Copying from an existing scenario¶
It is recommended to copy an existing scenario that ressembles the one to be created.
cp -a playbooks/website playbooks/dummy
Add dummy on the same line as weblate in tox.ini
Edit playbooks/dummy/conftest.py to:
- update the list of hosts
- update the name of the new scenario
The playbook is playbooks/dummy/playbook.yml. It should include all playbooks used for the scenario, i.e.:
- others scenarios playbooks, like playbooks/icinga/icinga-playbook.yml or playbooks/postfix/postfix-playbook.yml
- the playbook specific to this scenario, here playbooks/icinga/dummy-playbook.yml. This playbook may include other playbooks.
- tests specific playbooks, starting with test, e.g. playbooks/icinga/test-dummy-playbook.yml.
Once the playbooks are added to run them with:
- tox -e weblate
The purpose of the tests is mainly to detect that Ansible has deployed a functional service. See them as functionnal and non-regression testing to maintaining our Ansible base.

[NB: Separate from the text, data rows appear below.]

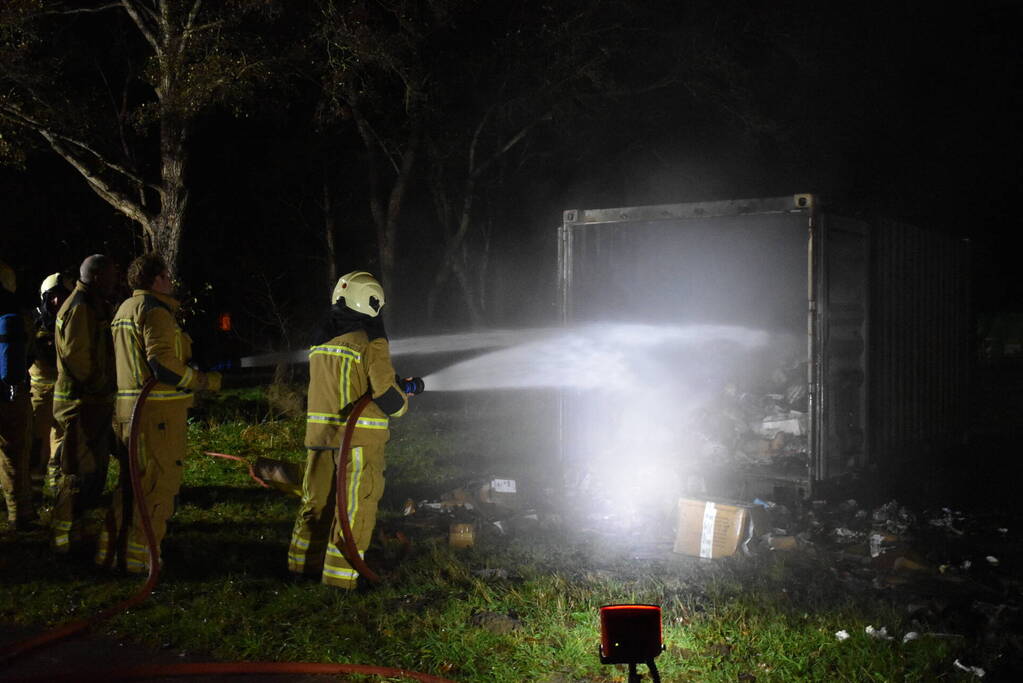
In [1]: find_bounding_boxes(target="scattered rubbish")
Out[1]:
[469,611,523,636]
[767,534,799,551]
[834,527,863,543]
[863,626,892,640]
[928,507,964,536]
[448,523,476,548]
[473,567,510,579]
[871,532,898,557]
[892,556,931,572]
[253,456,305,496]
[952,659,985,678]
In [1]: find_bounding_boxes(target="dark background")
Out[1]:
[0,2,1023,350]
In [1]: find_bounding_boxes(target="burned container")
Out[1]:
[558,194,971,498]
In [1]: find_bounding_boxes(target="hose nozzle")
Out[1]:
[401,377,427,395]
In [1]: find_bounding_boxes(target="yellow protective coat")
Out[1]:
[51,282,115,552]
[95,289,214,573]
[287,330,408,589]
[29,329,63,490]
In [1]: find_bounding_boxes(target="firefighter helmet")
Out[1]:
[330,270,384,318]
[39,273,75,295]
[0,261,17,293]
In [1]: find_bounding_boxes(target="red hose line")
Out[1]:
[0,377,160,664]
[0,384,454,683]
[14,662,454,683]
[337,394,381,584]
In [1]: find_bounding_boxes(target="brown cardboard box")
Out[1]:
[672,498,751,558]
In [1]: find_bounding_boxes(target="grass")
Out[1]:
[0,386,965,683]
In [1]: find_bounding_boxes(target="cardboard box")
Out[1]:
[672,498,752,559]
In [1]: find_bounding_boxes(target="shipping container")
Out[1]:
[558,194,972,498]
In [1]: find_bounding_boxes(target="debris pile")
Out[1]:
[399,477,553,547]
[687,362,808,471]
[752,499,1023,680]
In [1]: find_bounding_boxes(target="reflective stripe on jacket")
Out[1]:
[110,289,205,416]
[53,282,116,403]
[306,330,408,448]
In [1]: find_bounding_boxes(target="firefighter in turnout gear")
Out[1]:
[51,254,119,554]
[287,271,408,589]
[0,261,36,531]
[29,273,75,492]
[95,255,220,574]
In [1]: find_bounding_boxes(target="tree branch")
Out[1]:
[121,0,164,58]
[178,0,203,57]
[40,131,152,223]
[42,2,121,14]
[0,104,160,190]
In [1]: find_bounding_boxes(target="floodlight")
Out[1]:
[601,604,664,683]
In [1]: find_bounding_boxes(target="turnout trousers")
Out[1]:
[95,400,188,574]
[51,401,114,553]
[287,444,385,589]
[0,392,33,522]
[29,378,63,494]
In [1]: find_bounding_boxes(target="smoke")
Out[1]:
[424,324,768,392]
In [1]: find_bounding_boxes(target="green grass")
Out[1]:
[0,386,965,683]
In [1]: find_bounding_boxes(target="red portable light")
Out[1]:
[601,604,664,672]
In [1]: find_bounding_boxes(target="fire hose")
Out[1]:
[0,377,453,683]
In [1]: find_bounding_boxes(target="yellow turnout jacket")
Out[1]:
[306,329,408,449]
[53,281,115,403]
[110,289,207,419]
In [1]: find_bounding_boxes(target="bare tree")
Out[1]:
[0,0,280,274]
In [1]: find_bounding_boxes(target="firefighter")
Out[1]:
[50,254,119,554]
[95,255,220,574]
[287,271,408,589]
[0,261,36,531]
[29,273,75,494]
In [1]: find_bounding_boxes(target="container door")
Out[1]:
[810,215,870,482]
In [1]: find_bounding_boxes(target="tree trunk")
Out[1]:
[323,169,338,287]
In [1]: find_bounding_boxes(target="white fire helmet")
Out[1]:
[0,261,17,293]
[330,270,384,318]
[39,273,75,295]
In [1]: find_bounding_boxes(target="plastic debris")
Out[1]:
[873,500,917,536]
[952,659,985,678]
[863,625,892,640]
[834,527,863,543]
[767,534,799,551]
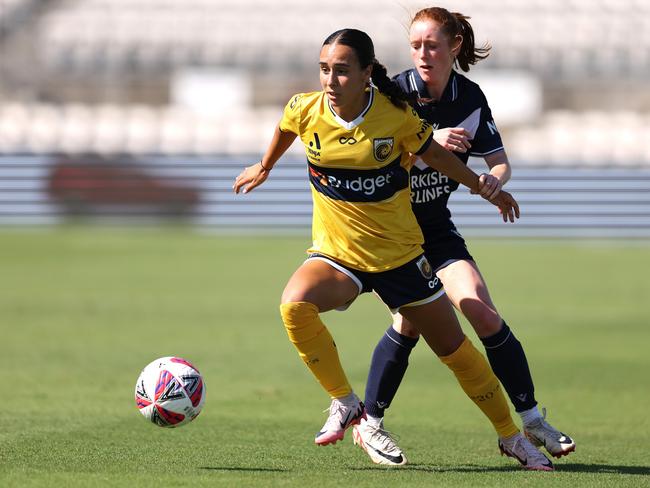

testinfra is used for this purpose. The easiest way to get started with it is to look at some existing tests. For simple testing see playbooks/bind/tests/test_external_bind.py. For a request based test, see e.g. playbooks/weblate/tests/test_icingaweb.py.
Since the tests run with virtual machines provisionned exclusively for the test, you can do whatever you want (i.e. even some destructive action).
Testing is not monitoring. You are kindly invited to setup monitoring for your services and to test via testinfra that monitoring has been setup as you wish.
Interaction with others scenarios¶
You will also be interested by:
- playbooks/misc/sexy-debian-playbook.yml for getting usefull tools,
- playbooks/authorized_keys/authorized-keys-playbook.yml for installing ssh keys,
- playbooks/misc/commit_etc-playbook.yml for committing changes to /etc/ at the end of your playbook.
You are kindly invited to document your scenario in the docs directory where this documentation lives.